LYou probably don’t need the National Climate Assessment to tell you that the number and severity of major weather events like heatwaves, rain downpours, ice storms, tornados, hurricanes, and wildfires caused by drought, have substantially increased. Each one of these events presents a threat to our electrical infrastructure. Power outages and loss of digital communications are not only an inconvenience and a threat to public health and safety, but they are also a major disruption to businesses costing the economy hundreds of billions of dollars. Climate Central states that 80% of power outages are caused by weather events. 

Therefore, electrical engineers are developing strategies to “Harden the electrical grid” to provide more reliable and resilient electrical and communications services. These new designs not only make the system less vulnerable to weather-related outages, but they will also reduce the time it takes to restore power after the outages occur.

Underground Power Lines

Running power lines underground is still the most common weatherproofing technique for electrical systems. Running power and communications lines underground insulates them from wind, ice, and tree damage.

Conduits

An important part of the underground system is the conduit that protects cables and wires, including transmission lines. PG&E Corp. plans to bury 10,000 miles of power lines to reduce wildfire risk throughout Northern California. Conduits used below-ground can be made of many types of material. But fiberglass conduit offers more benefits and safety because of its high dielectric strength. UL-listed Fiberglass conduit can carry transmission lines up to 125 KV. Fiberglass conduit also has a lower coefficient of friction than PVC. Therefore, the cable can be pulled farther, and fewer pull boxes are required. Plus, it is resistant to electrical faults, so the electric wire does not melt or weld to the conduit facilitating easy repairs. Other benefits of fiberglass conduit include its resistance to many chemicals, corrosion, and rodents.
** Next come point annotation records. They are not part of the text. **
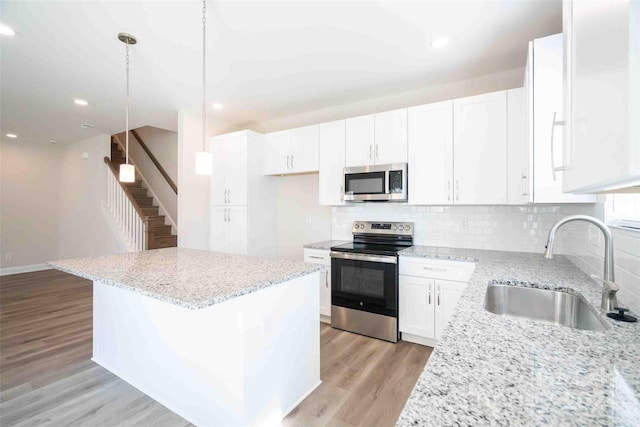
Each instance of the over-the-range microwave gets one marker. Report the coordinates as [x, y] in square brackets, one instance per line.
[376, 183]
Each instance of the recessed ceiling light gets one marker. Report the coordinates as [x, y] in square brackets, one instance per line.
[439, 42]
[6, 30]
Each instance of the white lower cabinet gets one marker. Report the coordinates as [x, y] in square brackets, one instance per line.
[427, 298]
[319, 256]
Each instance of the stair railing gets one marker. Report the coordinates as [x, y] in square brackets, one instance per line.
[130, 218]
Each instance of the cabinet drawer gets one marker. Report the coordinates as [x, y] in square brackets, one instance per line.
[317, 256]
[458, 271]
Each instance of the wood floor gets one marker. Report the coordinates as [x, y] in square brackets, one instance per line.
[47, 377]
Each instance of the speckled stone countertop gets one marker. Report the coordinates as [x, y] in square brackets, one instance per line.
[326, 245]
[190, 278]
[489, 370]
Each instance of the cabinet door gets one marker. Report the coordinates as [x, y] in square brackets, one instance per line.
[431, 154]
[218, 187]
[480, 149]
[238, 233]
[447, 295]
[277, 153]
[360, 141]
[548, 153]
[331, 177]
[517, 166]
[304, 149]
[237, 169]
[416, 306]
[390, 137]
[218, 230]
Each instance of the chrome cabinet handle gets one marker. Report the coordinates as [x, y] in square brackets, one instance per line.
[555, 123]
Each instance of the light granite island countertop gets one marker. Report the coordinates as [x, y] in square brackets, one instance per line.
[489, 370]
[218, 339]
[191, 278]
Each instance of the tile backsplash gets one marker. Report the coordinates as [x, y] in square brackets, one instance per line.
[507, 228]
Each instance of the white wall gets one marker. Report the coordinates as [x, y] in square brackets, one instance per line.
[300, 219]
[85, 227]
[193, 194]
[29, 215]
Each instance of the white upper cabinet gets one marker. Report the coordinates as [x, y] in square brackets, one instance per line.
[360, 140]
[291, 151]
[390, 145]
[430, 151]
[602, 86]
[332, 162]
[480, 149]
[377, 139]
[545, 113]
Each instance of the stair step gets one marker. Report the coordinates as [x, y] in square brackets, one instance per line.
[150, 210]
[164, 242]
[144, 201]
[161, 230]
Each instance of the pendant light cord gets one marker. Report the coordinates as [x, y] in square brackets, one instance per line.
[204, 74]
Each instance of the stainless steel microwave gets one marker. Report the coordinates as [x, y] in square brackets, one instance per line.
[377, 183]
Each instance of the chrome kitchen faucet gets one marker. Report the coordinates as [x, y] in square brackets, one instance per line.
[609, 287]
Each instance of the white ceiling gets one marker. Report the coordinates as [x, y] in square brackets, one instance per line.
[266, 59]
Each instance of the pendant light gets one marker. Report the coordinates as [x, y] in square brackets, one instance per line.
[127, 171]
[204, 160]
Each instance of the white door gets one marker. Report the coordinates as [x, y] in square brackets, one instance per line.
[238, 230]
[517, 167]
[218, 147]
[237, 169]
[548, 153]
[431, 154]
[331, 177]
[480, 149]
[304, 149]
[390, 137]
[416, 306]
[447, 295]
[218, 230]
[360, 141]
[277, 153]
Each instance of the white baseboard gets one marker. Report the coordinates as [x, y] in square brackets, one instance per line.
[23, 269]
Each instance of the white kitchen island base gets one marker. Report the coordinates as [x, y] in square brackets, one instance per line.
[246, 361]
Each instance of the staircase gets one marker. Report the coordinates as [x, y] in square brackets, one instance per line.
[160, 235]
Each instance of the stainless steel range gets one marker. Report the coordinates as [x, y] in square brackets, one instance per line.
[364, 279]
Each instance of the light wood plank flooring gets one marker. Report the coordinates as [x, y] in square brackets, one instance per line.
[47, 376]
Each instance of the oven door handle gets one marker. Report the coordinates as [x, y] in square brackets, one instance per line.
[365, 257]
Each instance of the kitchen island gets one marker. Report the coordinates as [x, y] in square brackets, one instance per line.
[489, 370]
[219, 339]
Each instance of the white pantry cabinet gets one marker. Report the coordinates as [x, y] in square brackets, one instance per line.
[377, 139]
[544, 110]
[429, 292]
[331, 178]
[480, 149]
[430, 149]
[242, 213]
[602, 90]
[319, 256]
[291, 151]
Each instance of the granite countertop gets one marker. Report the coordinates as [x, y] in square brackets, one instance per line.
[326, 245]
[504, 371]
[190, 278]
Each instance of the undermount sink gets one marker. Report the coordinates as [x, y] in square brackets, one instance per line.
[543, 305]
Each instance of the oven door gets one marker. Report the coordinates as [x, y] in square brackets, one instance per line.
[365, 282]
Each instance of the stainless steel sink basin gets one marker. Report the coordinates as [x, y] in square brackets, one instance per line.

While buried conduits are safe from wind, ice, and tree damage, they are not completely weatherproof. Buried lines are vulnerable to flooding. Flooding causes more economic damage than all other types of weather. Water penetration causes costly damage that is difficult to repair. Prevention of water penetration is essential in new construction or an upgrade. Durable sealing methods provide protection and play a vital role in a comprehensive system hardening program. The sealing method used to reduce or eliminate water varies from site to site. These mitigation strategies are easily cost-justified by saving on the cost of vital energy disruption and equipment restoration. 

Sealing Methods

There are a variety of situations that require different sealing methods. For example, conduits, wall penetrations, and wall cracks are scenarios that present a variety of substrates and shapes. Conduits often pass through the outside wall of a building or electrical vault at an underground level. So both the outside and inside of the conduit must be sealed.

The water may be flowing into the enclosure or building through the electrical conduit. Some sealants are formulated to be installed even when water is present. Seals must be compatible with other environmental factors like water, salt, corrosive material, or solvents. There are also these factors to consider: working temperature, vibration, or flexing. 

Conduit Sealants

Conduit sealants come in many forms. There are advantages and disadvantages among sealant choices, which we explain below:

• Mastic putty is a low-cost sealant with limited sealing performance. It doesn’t hold water or air pressure. And tends to sag and deform. 
• Cement/mortar, grout, and Plaster of Paris require water for onsite mixing. This also has an extended set time.
• Pre-engineered mechanical seals resist high water head and gas pressure, are easily removed, and help support cables. But, they can be challenging to install on a complex cable or high-conduit-fill configuration.
• Closed-cell expanding foam readily adapts to varied configurations, removes easily for future access, and offers robust chemical resistance. Foam selection is key, as the chemistry varies.

Water may also leak into the electrical vault around the outside of the underground conduit. Mechanical link style seals are engineered to be flexible, resilient in tough conditions, and guaranteed to be watertight, gastight, and airtight, so there is no return service call to re-tighten the nuts. 

“Did I install it correctly?” is the most commonly asked question when using a mechanical style product. Some seals give you an “installed right” indicator. This gives the property owners the added peace of mind and security that the seal has been installed properly. Electrical crews also appreciate having the nuts molded into the pressure plate, a design that greatly reduces the risk of lost parts. Plus, no torque wrench is required.

Mechanical seals with segmented ring design are a faster and easier method of sealing the outside diameter of the conduit, over mechanical link style products. The segmented ring technology allows you to fit various outside dimensions of conduit or cable with one seal in your field inventory. It also provides the installer optical and tangible security through the integrated control opening.